Here we have a movie with stunning, incredible, original visuals that
absolutely assist in telling the story.
Yes,
the team had the original movie as a reference point, but the stunning sets and
landscapes of this desolate future are beautiful and heartbreaking. I loved the huge statues as K walks into
Deckard’s Vegas lair. The farm in the
beginning as K is carrying out his job essentially conveys the backstory of
Dave Bautista’s character living there.
K’s apartment and office help to convey his own inner turmoil while
Jared Leto’s office conveys his isolation and elitism. The look of this movie is incredible, even if
I wasn’t completely drawn in by the story.
Dunkirk
Nathan Crawley is the production designer on Dunkirk, and this
is his fourth nomination (Interstellar, The Dark Knight, The Prestige). This is also set decorator Gary Fettis’s fourth
nomination, but for different movies (Interstellar, Changeling, The Godfather
Part III). This movie tells a story from
the spring of
1940, when hundreds of thousands of British and Allied troops are trapped by
German forces on the beaches of Dunkirk in northern France. Christopher Nolan
movies have a distinct look and this one is no exception. Again, the design is
done to expertly mimic the look of the actual time, and has the added puzzle of
having a lot of scenes outside.
The
movie looks good, but again, as a faithful recreation, even the stylized sets
are reflections of what was. The bleak
coloration and stark realism add to both the hopefulness and helplessness of
various characters.
The Shape of Water
Paul
Denham Austerberry is the production designer for the Shape of Water, and he
worked with two set decorators, Shane Vieau and Jeff Melvin. Where the desolation and hopelessness of
Blade Runner is conveyed in its set design, this movie really uses the
additional aspect of color and creativity to help tell the story of the 1962
government scientific lab in Baltimore that houses a fish-man and the mute
janitor who falls in love with him. Director Guillermo del Toro himself
clarified the use of color via his twitter feed: Elisa's world: Cyan and Blue (underwater), everyone
else's homes (Giles, Zelda, Strickland) in goldens, ambers and warm colors
(Day/air), red for cinema, life and love. Green is everything about the future
(pies, car, lab, uniforms in lab, gelatine, etc.) Using these guidelines from the director, the team
translated it into amazing sets.
Like
other del Toro movies, the sets are incredibly designed and almost hyper-real,
very much in line with his “adult fairy-tale” aesthetic. The lab is filled with
interesting shapes and lines, and bits of things on shelves and carts that you
almost want to stop the movie to look at more closely. Elisa’s apartment is above an old movie
theater, and is filled with items that help to tell the audience about her.

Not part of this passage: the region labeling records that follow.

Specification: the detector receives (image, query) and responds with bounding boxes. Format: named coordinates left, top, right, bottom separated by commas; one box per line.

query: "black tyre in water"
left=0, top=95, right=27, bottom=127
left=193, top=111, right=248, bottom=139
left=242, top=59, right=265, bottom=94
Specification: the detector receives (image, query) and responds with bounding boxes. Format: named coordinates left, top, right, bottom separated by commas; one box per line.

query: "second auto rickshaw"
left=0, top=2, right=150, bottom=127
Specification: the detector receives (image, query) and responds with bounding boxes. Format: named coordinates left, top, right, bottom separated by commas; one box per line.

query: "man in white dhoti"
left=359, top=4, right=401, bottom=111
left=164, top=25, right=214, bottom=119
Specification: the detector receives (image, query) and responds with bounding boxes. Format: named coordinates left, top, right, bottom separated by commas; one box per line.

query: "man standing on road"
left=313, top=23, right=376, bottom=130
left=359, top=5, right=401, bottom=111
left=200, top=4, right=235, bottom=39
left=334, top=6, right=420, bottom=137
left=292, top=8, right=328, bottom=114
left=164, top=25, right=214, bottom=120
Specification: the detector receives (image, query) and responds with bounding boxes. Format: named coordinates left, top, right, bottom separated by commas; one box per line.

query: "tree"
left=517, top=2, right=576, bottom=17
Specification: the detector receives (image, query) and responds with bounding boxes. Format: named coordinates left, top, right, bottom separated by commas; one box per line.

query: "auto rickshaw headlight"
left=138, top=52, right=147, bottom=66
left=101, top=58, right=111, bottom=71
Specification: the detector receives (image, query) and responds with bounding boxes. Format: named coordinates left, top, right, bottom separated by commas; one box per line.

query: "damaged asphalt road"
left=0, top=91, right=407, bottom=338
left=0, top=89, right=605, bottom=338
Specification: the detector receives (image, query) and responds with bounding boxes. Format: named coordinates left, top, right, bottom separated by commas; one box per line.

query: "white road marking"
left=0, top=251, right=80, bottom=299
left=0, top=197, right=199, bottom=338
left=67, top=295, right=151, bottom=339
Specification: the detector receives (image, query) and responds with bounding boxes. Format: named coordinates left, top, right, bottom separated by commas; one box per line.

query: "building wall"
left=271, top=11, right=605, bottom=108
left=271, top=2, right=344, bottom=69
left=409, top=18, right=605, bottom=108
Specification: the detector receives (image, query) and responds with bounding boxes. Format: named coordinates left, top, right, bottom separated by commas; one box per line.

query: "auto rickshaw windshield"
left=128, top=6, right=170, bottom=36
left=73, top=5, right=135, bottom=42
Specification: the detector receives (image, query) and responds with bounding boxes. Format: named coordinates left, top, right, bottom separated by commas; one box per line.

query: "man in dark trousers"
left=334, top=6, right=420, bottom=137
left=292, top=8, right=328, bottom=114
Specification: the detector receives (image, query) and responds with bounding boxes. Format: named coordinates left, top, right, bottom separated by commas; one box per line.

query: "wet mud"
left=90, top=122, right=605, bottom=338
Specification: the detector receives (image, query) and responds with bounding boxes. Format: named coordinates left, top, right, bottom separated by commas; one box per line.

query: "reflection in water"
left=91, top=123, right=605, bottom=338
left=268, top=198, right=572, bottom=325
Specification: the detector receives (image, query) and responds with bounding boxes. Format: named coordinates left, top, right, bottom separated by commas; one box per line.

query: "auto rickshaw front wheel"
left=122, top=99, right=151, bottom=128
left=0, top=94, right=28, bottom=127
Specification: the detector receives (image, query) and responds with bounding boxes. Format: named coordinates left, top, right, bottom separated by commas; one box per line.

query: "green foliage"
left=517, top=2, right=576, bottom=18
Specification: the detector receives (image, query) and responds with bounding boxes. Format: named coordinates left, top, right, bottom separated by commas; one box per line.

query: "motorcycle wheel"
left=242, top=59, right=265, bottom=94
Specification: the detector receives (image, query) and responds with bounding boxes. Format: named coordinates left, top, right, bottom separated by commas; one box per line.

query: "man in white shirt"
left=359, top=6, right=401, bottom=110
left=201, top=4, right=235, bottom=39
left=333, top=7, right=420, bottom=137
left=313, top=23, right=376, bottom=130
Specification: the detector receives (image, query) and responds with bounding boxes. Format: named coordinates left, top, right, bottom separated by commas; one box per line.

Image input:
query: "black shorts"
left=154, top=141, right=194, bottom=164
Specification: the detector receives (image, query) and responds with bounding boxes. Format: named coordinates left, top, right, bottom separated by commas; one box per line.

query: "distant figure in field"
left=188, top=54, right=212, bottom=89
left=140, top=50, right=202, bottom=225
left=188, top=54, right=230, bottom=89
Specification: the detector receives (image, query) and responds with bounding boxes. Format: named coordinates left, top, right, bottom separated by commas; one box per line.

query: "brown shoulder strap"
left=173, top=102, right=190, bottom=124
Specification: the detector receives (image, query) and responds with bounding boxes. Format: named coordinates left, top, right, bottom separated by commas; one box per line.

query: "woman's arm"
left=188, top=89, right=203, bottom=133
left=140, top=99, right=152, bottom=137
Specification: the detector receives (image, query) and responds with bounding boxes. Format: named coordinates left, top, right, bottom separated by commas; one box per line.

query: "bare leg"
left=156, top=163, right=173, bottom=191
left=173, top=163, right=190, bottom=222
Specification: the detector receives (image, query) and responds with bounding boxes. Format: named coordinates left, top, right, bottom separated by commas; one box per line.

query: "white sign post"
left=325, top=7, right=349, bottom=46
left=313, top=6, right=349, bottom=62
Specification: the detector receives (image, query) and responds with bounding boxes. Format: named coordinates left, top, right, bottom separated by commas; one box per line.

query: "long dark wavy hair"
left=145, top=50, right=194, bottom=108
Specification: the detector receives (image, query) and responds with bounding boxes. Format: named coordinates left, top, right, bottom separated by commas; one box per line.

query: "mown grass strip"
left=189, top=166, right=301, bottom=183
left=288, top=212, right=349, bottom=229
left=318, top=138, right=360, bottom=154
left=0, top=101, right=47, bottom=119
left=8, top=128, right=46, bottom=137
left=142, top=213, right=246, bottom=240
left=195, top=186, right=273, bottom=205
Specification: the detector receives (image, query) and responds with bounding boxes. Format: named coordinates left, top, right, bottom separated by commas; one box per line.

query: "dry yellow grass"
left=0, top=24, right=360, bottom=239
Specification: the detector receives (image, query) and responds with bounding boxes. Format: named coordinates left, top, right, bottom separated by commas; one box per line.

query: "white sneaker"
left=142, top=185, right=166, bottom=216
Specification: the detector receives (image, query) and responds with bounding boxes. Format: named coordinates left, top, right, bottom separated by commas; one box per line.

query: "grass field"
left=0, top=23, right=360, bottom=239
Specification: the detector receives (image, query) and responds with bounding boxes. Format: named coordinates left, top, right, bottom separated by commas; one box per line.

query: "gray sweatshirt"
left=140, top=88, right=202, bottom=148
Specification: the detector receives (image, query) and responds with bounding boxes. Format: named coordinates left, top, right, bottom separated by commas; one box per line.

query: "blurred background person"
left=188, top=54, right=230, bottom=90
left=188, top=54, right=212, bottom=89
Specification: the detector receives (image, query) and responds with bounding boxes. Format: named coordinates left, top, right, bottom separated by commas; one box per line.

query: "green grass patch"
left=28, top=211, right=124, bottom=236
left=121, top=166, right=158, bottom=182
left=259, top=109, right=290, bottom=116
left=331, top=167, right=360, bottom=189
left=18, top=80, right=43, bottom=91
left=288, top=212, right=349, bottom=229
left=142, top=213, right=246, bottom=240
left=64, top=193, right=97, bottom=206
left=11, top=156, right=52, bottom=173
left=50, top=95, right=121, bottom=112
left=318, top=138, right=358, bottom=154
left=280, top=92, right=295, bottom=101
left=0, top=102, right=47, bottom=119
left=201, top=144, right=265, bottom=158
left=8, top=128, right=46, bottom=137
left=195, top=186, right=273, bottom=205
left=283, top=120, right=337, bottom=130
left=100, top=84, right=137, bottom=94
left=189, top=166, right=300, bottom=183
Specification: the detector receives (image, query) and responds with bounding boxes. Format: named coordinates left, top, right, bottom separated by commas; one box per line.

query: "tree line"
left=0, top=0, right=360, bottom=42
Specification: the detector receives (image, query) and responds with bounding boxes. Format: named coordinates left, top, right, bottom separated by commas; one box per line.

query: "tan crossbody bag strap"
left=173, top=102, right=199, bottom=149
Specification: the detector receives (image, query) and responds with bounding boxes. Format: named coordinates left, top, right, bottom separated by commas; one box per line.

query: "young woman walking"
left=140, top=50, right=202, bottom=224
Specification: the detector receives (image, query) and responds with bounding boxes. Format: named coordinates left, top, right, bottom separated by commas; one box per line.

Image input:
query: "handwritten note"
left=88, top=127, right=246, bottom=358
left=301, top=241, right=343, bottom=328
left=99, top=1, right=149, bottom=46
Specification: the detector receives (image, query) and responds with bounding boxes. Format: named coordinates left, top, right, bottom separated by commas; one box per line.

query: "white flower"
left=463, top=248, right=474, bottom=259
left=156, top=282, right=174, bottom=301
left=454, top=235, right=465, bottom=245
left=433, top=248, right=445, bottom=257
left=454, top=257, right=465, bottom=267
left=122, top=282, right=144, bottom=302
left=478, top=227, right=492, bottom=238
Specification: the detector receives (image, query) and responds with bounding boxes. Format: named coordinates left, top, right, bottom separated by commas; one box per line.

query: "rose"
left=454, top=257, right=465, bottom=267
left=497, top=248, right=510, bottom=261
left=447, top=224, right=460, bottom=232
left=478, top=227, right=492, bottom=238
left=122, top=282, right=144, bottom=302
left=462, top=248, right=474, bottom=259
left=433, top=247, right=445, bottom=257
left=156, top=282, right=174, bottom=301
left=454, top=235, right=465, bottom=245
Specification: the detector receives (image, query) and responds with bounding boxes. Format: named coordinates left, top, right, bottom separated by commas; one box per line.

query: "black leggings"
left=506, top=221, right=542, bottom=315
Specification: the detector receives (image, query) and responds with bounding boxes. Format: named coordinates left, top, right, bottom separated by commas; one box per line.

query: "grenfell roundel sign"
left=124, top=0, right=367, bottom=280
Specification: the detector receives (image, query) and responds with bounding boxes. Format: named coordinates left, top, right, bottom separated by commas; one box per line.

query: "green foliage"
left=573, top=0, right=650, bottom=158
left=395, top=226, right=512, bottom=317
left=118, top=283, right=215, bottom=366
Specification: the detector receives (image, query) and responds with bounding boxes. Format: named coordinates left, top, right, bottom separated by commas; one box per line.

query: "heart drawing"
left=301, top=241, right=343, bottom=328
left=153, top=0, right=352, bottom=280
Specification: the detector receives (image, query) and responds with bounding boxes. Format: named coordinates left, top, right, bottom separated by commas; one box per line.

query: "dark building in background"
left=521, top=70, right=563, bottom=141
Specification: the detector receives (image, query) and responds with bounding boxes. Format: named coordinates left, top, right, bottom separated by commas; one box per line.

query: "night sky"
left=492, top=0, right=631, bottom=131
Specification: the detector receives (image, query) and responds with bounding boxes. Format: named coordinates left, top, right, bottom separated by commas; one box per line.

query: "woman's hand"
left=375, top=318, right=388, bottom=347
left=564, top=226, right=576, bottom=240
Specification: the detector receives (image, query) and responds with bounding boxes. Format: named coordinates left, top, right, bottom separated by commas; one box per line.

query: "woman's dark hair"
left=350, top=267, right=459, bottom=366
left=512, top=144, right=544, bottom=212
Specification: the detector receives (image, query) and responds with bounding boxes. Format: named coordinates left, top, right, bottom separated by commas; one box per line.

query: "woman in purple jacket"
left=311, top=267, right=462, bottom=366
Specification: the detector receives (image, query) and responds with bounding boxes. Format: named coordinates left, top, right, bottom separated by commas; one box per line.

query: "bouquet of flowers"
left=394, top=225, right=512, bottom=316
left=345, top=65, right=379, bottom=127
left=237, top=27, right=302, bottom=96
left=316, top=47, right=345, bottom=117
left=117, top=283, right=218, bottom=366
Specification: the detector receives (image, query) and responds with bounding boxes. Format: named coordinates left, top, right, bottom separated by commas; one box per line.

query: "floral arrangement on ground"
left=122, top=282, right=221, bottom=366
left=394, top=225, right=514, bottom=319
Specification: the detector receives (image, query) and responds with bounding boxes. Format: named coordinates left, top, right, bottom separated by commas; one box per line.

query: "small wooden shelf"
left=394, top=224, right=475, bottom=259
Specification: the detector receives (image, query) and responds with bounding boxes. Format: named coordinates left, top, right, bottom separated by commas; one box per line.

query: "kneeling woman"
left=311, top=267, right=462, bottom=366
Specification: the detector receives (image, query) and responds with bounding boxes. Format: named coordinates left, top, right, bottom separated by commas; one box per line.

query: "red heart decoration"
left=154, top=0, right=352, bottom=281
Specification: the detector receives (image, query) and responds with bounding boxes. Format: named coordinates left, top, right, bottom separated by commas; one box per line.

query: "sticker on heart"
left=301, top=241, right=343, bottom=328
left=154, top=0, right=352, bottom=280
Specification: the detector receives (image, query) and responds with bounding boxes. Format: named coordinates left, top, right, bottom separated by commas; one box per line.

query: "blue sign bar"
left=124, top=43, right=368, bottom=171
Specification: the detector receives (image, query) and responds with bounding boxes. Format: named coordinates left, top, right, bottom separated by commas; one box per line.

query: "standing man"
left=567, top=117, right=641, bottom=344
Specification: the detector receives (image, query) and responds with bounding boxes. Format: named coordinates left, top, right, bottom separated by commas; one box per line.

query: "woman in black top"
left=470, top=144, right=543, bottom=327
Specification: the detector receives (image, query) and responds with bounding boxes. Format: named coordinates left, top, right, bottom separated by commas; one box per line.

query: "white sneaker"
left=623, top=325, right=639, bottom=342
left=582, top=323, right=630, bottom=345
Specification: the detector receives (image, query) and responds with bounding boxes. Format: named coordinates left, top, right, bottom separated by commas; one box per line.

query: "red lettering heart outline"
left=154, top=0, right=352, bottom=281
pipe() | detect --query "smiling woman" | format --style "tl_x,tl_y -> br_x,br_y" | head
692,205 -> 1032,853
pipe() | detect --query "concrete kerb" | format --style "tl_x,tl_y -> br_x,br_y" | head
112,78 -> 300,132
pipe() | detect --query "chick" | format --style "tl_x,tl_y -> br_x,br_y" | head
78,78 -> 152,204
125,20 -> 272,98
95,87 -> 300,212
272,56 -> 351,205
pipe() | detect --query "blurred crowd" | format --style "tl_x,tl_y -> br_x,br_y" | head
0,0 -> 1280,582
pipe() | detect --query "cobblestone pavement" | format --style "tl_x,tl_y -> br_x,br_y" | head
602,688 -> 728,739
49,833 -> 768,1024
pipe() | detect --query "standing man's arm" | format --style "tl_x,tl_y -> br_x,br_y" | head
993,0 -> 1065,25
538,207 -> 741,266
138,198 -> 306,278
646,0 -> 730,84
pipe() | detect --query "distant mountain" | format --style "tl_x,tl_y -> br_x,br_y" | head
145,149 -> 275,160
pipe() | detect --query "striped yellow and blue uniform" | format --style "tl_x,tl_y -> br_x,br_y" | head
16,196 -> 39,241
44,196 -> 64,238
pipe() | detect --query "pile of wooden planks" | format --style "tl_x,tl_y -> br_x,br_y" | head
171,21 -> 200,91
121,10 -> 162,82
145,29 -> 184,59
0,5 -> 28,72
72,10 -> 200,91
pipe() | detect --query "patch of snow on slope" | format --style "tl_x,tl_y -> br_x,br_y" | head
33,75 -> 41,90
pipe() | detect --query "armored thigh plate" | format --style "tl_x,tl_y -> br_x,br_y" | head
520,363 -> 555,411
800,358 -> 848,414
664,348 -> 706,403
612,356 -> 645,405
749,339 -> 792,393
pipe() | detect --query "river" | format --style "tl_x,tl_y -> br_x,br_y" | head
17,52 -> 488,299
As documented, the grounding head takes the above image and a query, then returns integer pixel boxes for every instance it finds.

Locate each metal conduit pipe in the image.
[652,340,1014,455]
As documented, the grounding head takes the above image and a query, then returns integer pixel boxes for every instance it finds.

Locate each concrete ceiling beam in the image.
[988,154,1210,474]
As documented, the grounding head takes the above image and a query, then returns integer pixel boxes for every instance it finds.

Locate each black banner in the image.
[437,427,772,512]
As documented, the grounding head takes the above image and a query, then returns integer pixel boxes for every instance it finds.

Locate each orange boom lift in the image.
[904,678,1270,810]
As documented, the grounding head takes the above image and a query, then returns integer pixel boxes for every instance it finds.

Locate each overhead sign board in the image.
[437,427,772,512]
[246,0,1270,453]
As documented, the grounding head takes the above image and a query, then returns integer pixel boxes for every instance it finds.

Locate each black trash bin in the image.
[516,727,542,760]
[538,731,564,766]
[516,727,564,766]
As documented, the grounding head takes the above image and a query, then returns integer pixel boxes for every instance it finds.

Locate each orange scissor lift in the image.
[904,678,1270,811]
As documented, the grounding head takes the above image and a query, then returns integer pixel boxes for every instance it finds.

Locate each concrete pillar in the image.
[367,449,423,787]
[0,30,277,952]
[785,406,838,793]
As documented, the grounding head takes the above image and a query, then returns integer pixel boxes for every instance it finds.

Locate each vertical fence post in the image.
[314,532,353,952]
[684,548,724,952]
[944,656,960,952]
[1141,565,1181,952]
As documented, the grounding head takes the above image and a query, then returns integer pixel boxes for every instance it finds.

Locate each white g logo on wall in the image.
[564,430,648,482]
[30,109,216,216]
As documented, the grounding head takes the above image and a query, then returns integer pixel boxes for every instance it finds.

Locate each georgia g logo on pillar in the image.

Every part of the movie is carefully crafted to appear not real, but almost
surreal, in perfect alignment with the story.
According
to my meager research, Blade Runner 2049 is the predicted winner, and that
makes sense, because that movie looked amazing. I loved the look of Shape of
Water, but honestly, for me, there were a few movies that didn’t make the
list. There’s this prejudice against
giving big-budget superhero movies Academy love, but the look of Thor Ragnarok
and Guardians of the Galaxy vol. 2 were both mind-blowing. Think about the throne room on Sakar where
Jeff Goldblum’s Grandmaster holds court, or the Hulk’s quarters in
Ragnarok. Even more so – the sets on
GOTG2 are phenomenal. Ego’s room of
storytelling orbs, the Sovereign’s throne room, even the Ravagers’ ship were
all visual masterpieces.
I
also feel that Star Wars Episode VIII, the Last Jedi, deserves a mention. The look of the bridge on the rebel cruiser,
the casino on Canto Bight, Snoke’s throne room with his incredible red curtain
which is very not-fireproof, and Luke’s quiet place of isolation on Ach-To are
all incredible sets that enhanced the story through color and design.
While
Star Wars might be my pick for a winner, that does not help your office Oscar
pool choice. Go with either Blade Runner
or Shape of Water – they are the safest bets!